Rental Deserts, Segregation, and Zoning

Whitney Airgood-Obrycki, Magda Maaoui, Sophia Wedeen

Restrictive zoning and NIMBY attitudes have left nearly a third of neighborhoods across the country with few options for renters. The concentration of rental housing in some neighborhoods and the exclusion of rental options from others reinforces enduring patterns of residential segregation by race and income. Indeed, neighborhoods with a lower share of rental housing are disproportionately suburban and higher-income, with a higher share of white households, as compared to neighborhoods that have a high share of rental options.

In this paper, we use the concept of rental deserts to highlight places that have few rental opportunities for households and define these as neighborhoods where rental units make up less than 20 percent of the housing stock. We examine the characteristics of rental desert neighborhoods, arguing that uneven geographies of rental opportunities bolster patterns of socioeconomic and racial segregation because renters are disproportionately lower-income and people of color. We investigate variations in the spatial distribution of rental deserts across and within metropolitan areas as well as resulting segregation by mapping divergence indices that measure the unevenness of rental housing within metropolitan areas.

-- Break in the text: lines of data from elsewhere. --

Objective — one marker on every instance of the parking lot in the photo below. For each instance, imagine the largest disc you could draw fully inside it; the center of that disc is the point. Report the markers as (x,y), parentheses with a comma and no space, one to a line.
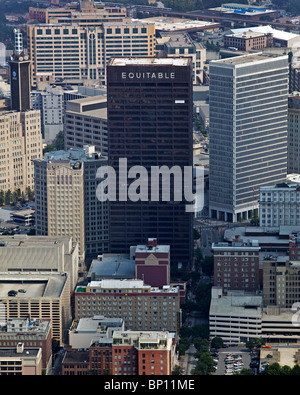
(231,360)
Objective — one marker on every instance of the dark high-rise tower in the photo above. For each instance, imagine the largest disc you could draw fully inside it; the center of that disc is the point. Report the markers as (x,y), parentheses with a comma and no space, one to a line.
(19,77)
(150,124)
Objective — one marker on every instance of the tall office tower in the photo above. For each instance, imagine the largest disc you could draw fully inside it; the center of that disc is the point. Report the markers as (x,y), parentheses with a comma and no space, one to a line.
(248,131)
(20,129)
(19,76)
(76,52)
(294,133)
(86,123)
(66,201)
(149,104)
(50,102)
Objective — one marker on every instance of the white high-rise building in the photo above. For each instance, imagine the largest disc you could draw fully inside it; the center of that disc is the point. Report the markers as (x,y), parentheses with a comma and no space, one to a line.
(248,131)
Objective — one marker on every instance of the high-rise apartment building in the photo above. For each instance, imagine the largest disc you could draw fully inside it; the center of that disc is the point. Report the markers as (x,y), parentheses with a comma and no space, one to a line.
(20,131)
(77,52)
(150,125)
(279,205)
(141,306)
(236,265)
(66,200)
(248,131)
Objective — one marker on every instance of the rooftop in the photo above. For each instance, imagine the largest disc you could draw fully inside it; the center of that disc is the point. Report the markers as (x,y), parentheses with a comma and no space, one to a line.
(277,34)
(34,284)
(149,61)
(113,266)
(249,58)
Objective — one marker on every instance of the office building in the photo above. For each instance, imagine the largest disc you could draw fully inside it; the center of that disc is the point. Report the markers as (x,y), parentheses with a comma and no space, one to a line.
(141,306)
(21,361)
(236,265)
(21,253)
(152,263)
(248,40)
(32,334)
(235,317)
(20,128)
(248,131)
(294,133)
(180,44)
(85,11)
(150,353)
(279,205)
(50,103)
(281,282)
(86,123)
(150,101)
(74,52)
(20,81)
(125,353)
(66,199)
(39,295)
(86,331)
(21,140)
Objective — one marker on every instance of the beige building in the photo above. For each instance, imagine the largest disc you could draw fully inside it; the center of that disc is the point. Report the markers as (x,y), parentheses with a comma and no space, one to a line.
(141,306)
(86,123)
(281,282)
(21,361)
(59,186)
(22,253)
(248,40)
(180,44)
(20,143)
(80,52)
(86,12)
(40,295)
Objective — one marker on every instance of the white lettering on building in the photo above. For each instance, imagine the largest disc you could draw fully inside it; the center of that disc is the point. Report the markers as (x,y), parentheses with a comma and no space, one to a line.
(148,75)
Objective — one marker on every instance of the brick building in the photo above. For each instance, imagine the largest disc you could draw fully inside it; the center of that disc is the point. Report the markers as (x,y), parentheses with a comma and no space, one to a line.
(236,265)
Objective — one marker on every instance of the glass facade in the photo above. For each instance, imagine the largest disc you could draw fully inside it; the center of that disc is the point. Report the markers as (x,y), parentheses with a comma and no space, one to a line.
(248,131)
(150,124)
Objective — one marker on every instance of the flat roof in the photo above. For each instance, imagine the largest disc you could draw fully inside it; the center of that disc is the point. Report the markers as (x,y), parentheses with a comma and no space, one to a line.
(149,61)
(113,265)
(249,58)
(36,285)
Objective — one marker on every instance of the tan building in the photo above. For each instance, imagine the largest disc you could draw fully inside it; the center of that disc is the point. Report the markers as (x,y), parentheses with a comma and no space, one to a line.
(21,361)
(85,12)
(59,186)
(248,40)
(40,295)
(20,143)
(22,253)
(281,282)
(80,52)
(141,306)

We find an association between rental deserts and a lack of neighborhood-level racial and economic diversity. We also find that restrictive zoning and land use regimes are associated with the presence of rental deserts. We conclude by recommending zoning changes that pave the way for multifamily housing and rental options in exclusionary communities, to confront inequities in where people can live. While zoning changes have the potential to increase housing options for renters, creating socioeconomically integrated, mixed-tenure communities will also require building more homes at lower price points, increasing access to homeownership, and expanding housing subsidies.